What’s the most important thing for people to understand about Medicaid?
That it matters fundamentally for people’s ability to live and to live with dignity. When we think about Medicaid in an abstract way, as a policy where we might quibble over the costs, or quibble over who has access or who is eligible, those policy-wonkish debates get disconnected from the reality that Medicaid has a profound impact on people’s ability to live with dignity. I want everyone to have access to health care universally—because health care and human dignity are inextricably linked.
What is your biggest pet peeve?
Thinking—really taking the time to think—about how you are engaging the world, that thinking feels like more and more of a fleeting practice.
I see it in the students I teach. They are brilliant in many ways. Still, they haven’t really spent time thinking about what matters to them, what important to them, what’s their footprint in the world, why they’re doing what they’re doing.
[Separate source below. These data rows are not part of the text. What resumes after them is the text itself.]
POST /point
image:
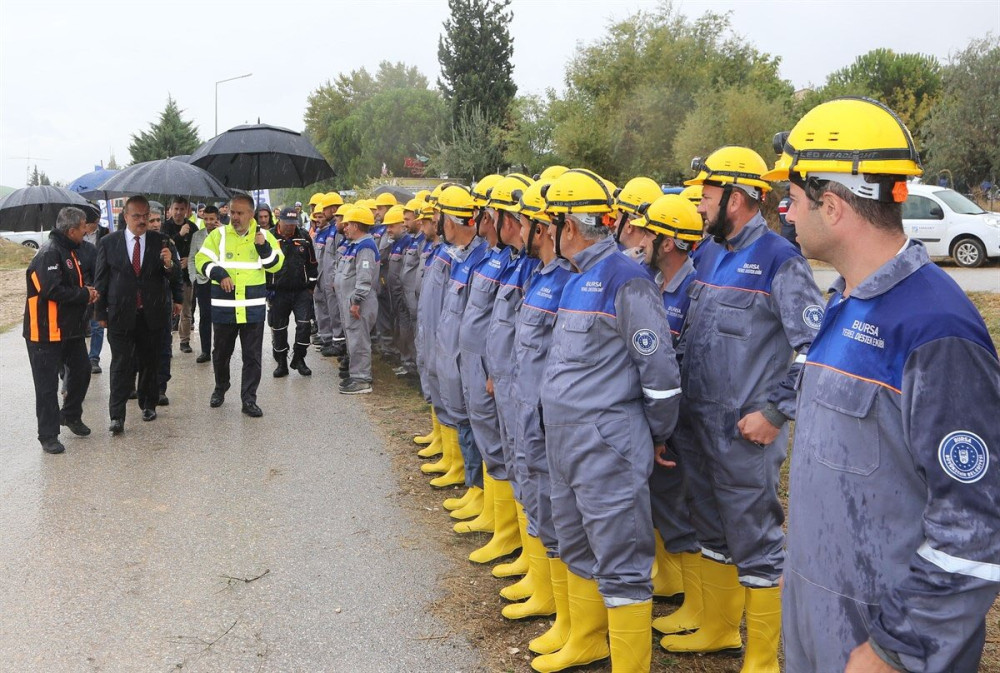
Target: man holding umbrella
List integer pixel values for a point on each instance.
(236, 258)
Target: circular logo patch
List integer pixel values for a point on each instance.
(645, 341)
(964, 457)
(813, 316)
There is something about the pace of American life that leaves little space for thinking.
Sometimes my children, who are young, say things to me, and I say, ‘Take a time out, and go think.’ We have to build this practice of actually being thoughtful people. We’re trending down as a democratic polity.
What do you think is the biggest misconception about democracy in America?
That democracy is a finished outcome. People here say democracy is a thing that we have. But it’s actually something that is always becoming. It always has to be a thing we’re in the process of trying to obtain. We can be moving forward to a more advanced democracy or we can be regressing. We have done both in this country. If we think of democracy as something we’ve achieved, we’re never going to get there.
In what ways is poverty in the United States different than poverty in other countries?
Poverty is an economic condition, but it’s also a social and political experience. Poverty in all three of those dimensions—economic, social, and political—is a function of not just some absolute standard but also a relative experience of exclusion. It is a function of what’s going on around you. Because the U.S., in so many ways, is wealthy, it’s very hard to experience deprivation in a context where there is abundance.
It’s odd that a lot of my students say it’s not as bad as India, it’s not as bad as Africa… because people are not starving on the streets. And I say, first of all, many poor people are very hungry. Second of all, look at the levels of social and political exclusion poor people experience.
What question do your students most ask you?
They most often ask: “How did you become a professor?” Because I don’t look like one to some. Maybe that’s because I’m a Black woman. Sometimes they say it’s because I look young.
What’s your favorite meal?
My family is from the Caribbean. I would have to say really well-done jerk chicken with plantains. I haven’t had that in a while. When I’m able to visit my family in New York City, that’s the first thing we get.
What place on Earth where you haven’t been would you most like to go?
It’s pretty random. But I would say Greece. I’ve seen lots of pictures of it. It’s just so beautiful looking. I just want to be there. Wow.